Par Abdelghani El Arrasse : Économiste et Fiscaliste
Au cours des deux dernières années, le Maroc a connu une baisse de plus de 25 % du pouvoir d'achat des ménages. Cette situation résulte d'une combinaison de facteurs : une inflation galopante, une sécheresse persistante, les répercussions de la guerre en Ukraine, ainsi que les effets post-Covid-19. Dans ce contexte, la Loi de Finances 2025 (LF 2025) s'inscrit dans une démarche ambitieuse visant à renforcer le pouvoir d'achat, tout en répondant aux défis socioéconomiques du pays.
Réforme de l'impôt sur le revenu : un levier pour la classe moyenne
La LF 2025 introduit plusieurs mesures fiscales clés pour soutenir les ménages, notamment :
1. Exonération des revenus inférieurs à 6 000 DH mensuels
Le seuil annuel d'exonération de l'impôt sur le revenu (IR) est relevé de 30 000 à 40 000 DH, et le taux marginal maximal est réduit d'un point, passant de 38 % à 37 %. Cette réforme profite directement à environ 300 000 salariés, augmentant leur revenu disponible.
Coût pour l'État : 2 milliards de dirhams (MMDH), partiellement compensés par une hausse des recettes de TVA due à l'augmentation de la consommation.
2. Augmentation de la déduction pour charges familiales
La déduction par personne à charge passe de 360 DH à 500 DH (+38 %), permettant à une famille avec deux enfants d’économiser jusqu’à 1 680 DH par an.
3. Revalorisation des bons de repas
Le plafond journalier des bons de repas est relevé de 30 à 40 DH, offrant un avantage supplémentaire de 2 400 DH par an par salarié.
Impact fiscal : Une perte de 800 millions de dirhams (MDH), compensée par une formalisation accrue des dépenses.
4. Hausse des salaires et du SMIG
Conformément à l’accord social d’avril 2024 :
Une augmentation du salaire mensuel de 500 DH pour tous les fonctionnaires à partir de Avril 2025.

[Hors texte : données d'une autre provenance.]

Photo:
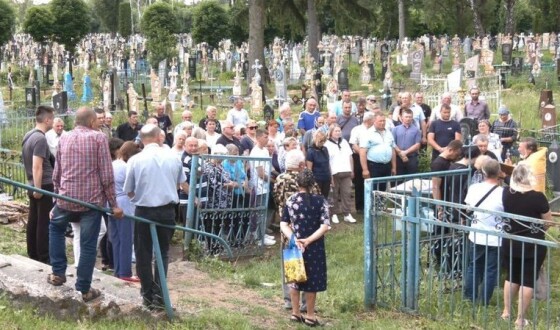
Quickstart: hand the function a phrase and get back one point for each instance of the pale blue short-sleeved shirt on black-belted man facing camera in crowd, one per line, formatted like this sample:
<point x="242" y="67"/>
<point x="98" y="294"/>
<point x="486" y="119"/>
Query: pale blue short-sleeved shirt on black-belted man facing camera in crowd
<point x="379" y="145"/>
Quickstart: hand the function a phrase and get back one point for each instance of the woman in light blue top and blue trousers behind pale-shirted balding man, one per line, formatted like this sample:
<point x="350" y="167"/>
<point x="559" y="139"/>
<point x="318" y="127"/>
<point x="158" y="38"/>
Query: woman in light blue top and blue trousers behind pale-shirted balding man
<point x="121" y="230"/>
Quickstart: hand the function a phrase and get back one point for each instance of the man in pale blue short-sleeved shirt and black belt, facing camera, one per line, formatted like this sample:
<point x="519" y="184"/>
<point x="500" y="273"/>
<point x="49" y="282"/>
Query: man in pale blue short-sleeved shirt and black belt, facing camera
<point x="377" y="152"/>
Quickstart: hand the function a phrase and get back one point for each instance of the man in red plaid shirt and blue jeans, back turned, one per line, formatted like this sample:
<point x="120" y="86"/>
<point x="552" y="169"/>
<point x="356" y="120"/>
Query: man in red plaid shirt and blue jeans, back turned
<point x="82" y="171"/>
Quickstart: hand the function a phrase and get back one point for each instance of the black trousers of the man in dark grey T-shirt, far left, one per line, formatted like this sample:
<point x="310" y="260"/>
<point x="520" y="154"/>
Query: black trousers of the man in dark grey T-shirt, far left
<point x="37" y="234"/>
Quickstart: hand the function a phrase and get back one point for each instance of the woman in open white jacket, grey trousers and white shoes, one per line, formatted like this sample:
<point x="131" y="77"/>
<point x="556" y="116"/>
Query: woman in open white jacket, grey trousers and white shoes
<point x="342" y="171"/>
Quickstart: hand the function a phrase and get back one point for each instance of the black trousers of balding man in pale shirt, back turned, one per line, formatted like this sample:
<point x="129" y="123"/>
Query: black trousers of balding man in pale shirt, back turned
<point x="143" y="248"/>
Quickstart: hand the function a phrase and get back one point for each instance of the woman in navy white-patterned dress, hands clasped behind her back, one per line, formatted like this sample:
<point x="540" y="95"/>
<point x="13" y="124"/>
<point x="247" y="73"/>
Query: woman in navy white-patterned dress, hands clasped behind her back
<point x="307" y="217"/>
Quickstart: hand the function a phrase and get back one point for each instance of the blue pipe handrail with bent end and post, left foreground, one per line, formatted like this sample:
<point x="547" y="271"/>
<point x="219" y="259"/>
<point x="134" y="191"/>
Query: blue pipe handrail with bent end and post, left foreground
<point x="152" y="224"/>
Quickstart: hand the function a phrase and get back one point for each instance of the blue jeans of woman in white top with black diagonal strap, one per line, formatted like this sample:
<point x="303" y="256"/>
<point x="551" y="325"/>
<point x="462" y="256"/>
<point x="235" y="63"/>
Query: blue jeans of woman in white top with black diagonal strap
<point x="483" y="269"/>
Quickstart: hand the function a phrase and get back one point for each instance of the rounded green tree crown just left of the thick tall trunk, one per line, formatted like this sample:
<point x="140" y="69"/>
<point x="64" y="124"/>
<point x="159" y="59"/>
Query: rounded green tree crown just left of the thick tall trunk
<point x="210" y="23"/>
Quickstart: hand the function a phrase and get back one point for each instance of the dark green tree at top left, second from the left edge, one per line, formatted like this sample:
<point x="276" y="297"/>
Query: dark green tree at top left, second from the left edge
<point x="71" y="22"/>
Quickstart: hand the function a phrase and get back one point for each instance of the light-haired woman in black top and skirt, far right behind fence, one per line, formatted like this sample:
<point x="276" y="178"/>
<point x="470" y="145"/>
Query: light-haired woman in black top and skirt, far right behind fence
<point x="522" y="261"/>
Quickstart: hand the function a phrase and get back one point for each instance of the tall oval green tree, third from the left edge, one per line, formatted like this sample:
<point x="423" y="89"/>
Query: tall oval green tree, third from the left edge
<point x="159" y="24"/>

Une revalorisation du salaire minimum (SMIG) de 5 %, effective au 1er janvier 2025.
5. Exonération des indemnités de stage
Cette mesure vise à encourager l’embauche de 100 000 stagiaires annuels et à faciliter leur intégration sur le marché du travail, avec un impact fiscal limité.
Compensation et TVA : des mesures contre l'inflation
Pour atténuer les effets de la hausse des prix, la LF 2025 prévoit :
-Maintien des subventions pour le gaz butane, le sucre et la farine, avec un budget de 16,5 MMDH, en légère hausse par rapport à 2024.

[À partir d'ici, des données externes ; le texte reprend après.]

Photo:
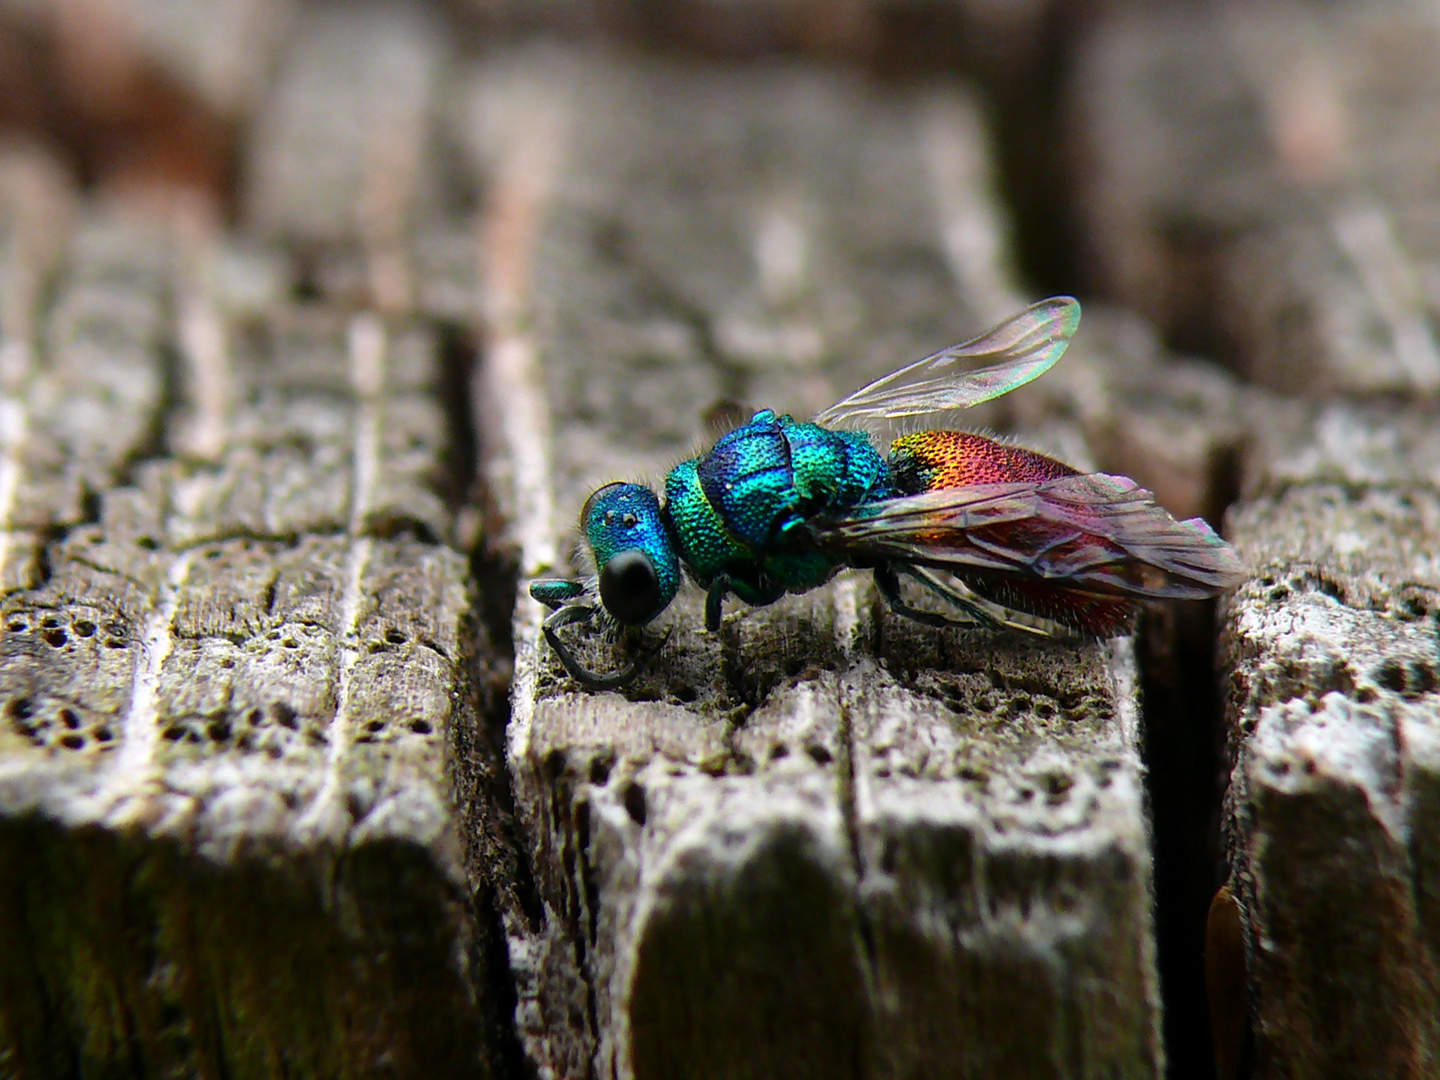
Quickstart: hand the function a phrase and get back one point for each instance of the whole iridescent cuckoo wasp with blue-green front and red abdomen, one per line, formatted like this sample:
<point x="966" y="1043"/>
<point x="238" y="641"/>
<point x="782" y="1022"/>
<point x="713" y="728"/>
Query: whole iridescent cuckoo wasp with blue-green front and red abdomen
<point x="1004" y="536"/>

-Suspension des droits de douane sur des produits essentiels tels que les animaux vivants, la viande rouge, le riz et l'huile d'olive vierge.

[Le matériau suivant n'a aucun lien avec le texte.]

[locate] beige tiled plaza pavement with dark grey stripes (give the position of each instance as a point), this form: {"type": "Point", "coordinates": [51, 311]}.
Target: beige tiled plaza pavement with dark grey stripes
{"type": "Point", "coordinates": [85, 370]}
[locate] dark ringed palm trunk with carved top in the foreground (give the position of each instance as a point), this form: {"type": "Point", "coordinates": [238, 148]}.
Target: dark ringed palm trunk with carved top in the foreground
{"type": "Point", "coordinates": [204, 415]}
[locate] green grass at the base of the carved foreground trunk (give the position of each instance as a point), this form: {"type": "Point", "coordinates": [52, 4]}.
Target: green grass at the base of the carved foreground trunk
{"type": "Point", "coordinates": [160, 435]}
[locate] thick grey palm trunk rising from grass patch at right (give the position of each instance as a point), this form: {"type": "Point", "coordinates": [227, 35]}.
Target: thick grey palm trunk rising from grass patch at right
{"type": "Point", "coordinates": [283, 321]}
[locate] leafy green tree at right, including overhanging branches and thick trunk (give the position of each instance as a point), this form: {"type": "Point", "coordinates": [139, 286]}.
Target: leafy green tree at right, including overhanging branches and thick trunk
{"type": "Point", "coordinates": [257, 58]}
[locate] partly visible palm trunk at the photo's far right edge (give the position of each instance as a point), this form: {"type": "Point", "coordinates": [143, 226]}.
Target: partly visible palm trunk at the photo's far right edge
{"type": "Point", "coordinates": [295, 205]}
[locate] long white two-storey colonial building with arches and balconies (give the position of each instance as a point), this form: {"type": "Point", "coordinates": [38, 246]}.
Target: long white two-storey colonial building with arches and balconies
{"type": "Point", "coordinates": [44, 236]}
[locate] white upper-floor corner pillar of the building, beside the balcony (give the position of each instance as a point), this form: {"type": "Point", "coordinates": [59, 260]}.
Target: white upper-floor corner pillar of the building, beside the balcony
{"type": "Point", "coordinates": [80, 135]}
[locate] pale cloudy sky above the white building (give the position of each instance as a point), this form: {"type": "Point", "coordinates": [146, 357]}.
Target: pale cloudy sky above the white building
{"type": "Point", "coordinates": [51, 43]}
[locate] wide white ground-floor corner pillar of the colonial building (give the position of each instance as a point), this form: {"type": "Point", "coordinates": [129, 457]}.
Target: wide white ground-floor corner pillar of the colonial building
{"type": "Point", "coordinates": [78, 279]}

-Exonération de TVA sur certaines importations stratégiques afin de stabiliser les prix .
Ces mesures doivent cependant être accompagnées d’une stratégie durable pour renforcer la production locale et garantir la sécurité alimentaire.
Renforcement de l'État social : un engagement durable
Le gouvernement poursuit ses efforts pour consolider l’État social à travers :
-La généralisation de la protection sociale et de l’assurance maladie obligatoire.
-Un soutien au dialogue social, avec un budget alloué de 20 MMDH pour 2025, et une prévision de 45 MMDH d’ici 2026.
-Une défiscalisation progressive des retraites, avec un taux d’exonération passant de 50 % en 2025 à 100 % en 2026.
Coût pour l'État: 1,2 milliards de dirhams (MMDH) compensée par des recettes de TVA due l'augmentation de la consommation.
Réforme des retraites et indemnisation pour perte d'emploi
La LF 2025 introduit des réformes structurelles visant :
-Une réduction de la pression fiscale sur les pensions de retraite.
-Une meilleure prise en charge des travailleurs vulnérables via l’indemnisation pour perte d’emploi.
Une mise en œuvre cruciale pour réussir
Le succès des mesures annoncées dans la LF 2025 repose sur une mise en œuvre rigoureuse et un suivi stratégique. Une approche intégrée sera essentielle pour traiter les causes profondes des inégalités et de l’inflation, tout en assurant un redressement durable du pouvoir d'achat des ménages.